Yes. Absolutely. But sometimes an everyday miracle is precisely what we need. This is why I used the word discipline earlier. In the midst of troubled thoughts and feelings—whatever their source may be—we need some discipline, some practice, some way of training our awareness on the beauty of the earth, on the gift of life, on the astounding, miraculous fact of our existence. Stress, anxiety, emotional ruts, racing, worrying minds, existential concerns, deep-seeded fears—all these things have their roots in many places—but they have in common a negative spiritual impact. That is, at their worst they sap our spirit. They sap our energy. They undercut our sense of wholeness. They can make us feel unwell in our bodies. They can make us feel small, incomplete and unworthy. They prevent us from recognizing our connections to a reality and a power larger than ourselves. They weaken our faith. They prey on our hopefulness. They even attack our capacity to love. In the midst of it we easily forget that all around us, everyday miracles abound. All around us are invitations to encounter the world differently. All around us, in the words of Lynn Ungar, are reminders that the world opens itself to us, season after season, and we are invited to respond.[7] “Reach gently,” says Ungar, “but reach.”[8] And when she says “reach,” I take it to mean “live.” Live the life you feel called to live, not the life your fears and anxieties dictate.
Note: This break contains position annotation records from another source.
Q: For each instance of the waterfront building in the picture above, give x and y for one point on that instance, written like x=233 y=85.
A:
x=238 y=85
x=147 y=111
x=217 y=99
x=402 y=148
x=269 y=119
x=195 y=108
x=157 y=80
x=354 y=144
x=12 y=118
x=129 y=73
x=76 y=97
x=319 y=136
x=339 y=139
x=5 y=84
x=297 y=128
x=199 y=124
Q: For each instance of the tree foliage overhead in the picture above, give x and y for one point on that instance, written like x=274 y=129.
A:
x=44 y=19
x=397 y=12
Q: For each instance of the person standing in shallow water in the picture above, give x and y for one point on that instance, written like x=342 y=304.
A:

Live boldly, live creatively, live faithfully, live with love at the center of your heart. In living in response to everyday miracles we align ourselves not with our fears but with the beauty of the earth. In living in response to everyday miracles we align ourselves not with our anxieties, but with our hopes. In living in response to everyday miracles we align ourselves not with our small, self-centered, scarcity-oriented selves but with the truth of  our connection to a reality and a power larger than ourselves, pointing us always towards lives of openness, caring, generosity, grace and dignity.
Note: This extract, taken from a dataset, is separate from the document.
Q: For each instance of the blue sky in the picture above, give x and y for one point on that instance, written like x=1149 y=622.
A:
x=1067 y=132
I am at heart a hopeful, faithful, loving person, who at times does not feel very hopeful, faithful or loving. But I’ve learned that if I can discipline myself to stay aware of the everyday miracles, if I can sustain a practice of noticing, observing, welcoming, naming, embracing and responding to everyday miracles, if I can wake up in the morning with miracles in my mind and on my heart, I can remain a hopeful person, a person of deepening faith, a person capable of great love. I trust you can too. Miracles abound. May we respond!

Amen and Blessed Be.

 


[1] Cohen, Don, “The Leaf Unfurling,” Singing the Living Tradition (Boston: Beacon Press and the UUA, 1993) #7.

[2] For music with lyrics for Sarah McLachlan’s “Ordinary Miracle,” see http://www.youtube.com/watch?v=_8rh_48pLqA.

[3] For music with lyrics to Peter Mayer’s “Holy Now,” see http://www.youtube.com/watch?v=KiypaURysz4.

[4] Card, Orson Scott, Xenocide (New York: Tom Doherty Associates, 1991) p. 134.

[5] Ungar, Lynn, “Picking Blackberries,” Blessing the Bread (Boston: Skinner House Books, 1996) p. 46.

[6] Ungar, Lynn, “Watermelon,” Blessing the Bread (Boston: Skinner House Books, 1996) p. 49.

[7] Ungar, Lynn, “Watermelon,” Blessing the Bread (Boston: Skinner House Books, 1996) p. 49.

[8] Ungar, Lynn, “Picking Blackberries,” Blessing the Bread (Boston: Skinner House Books, 1996) p. 47.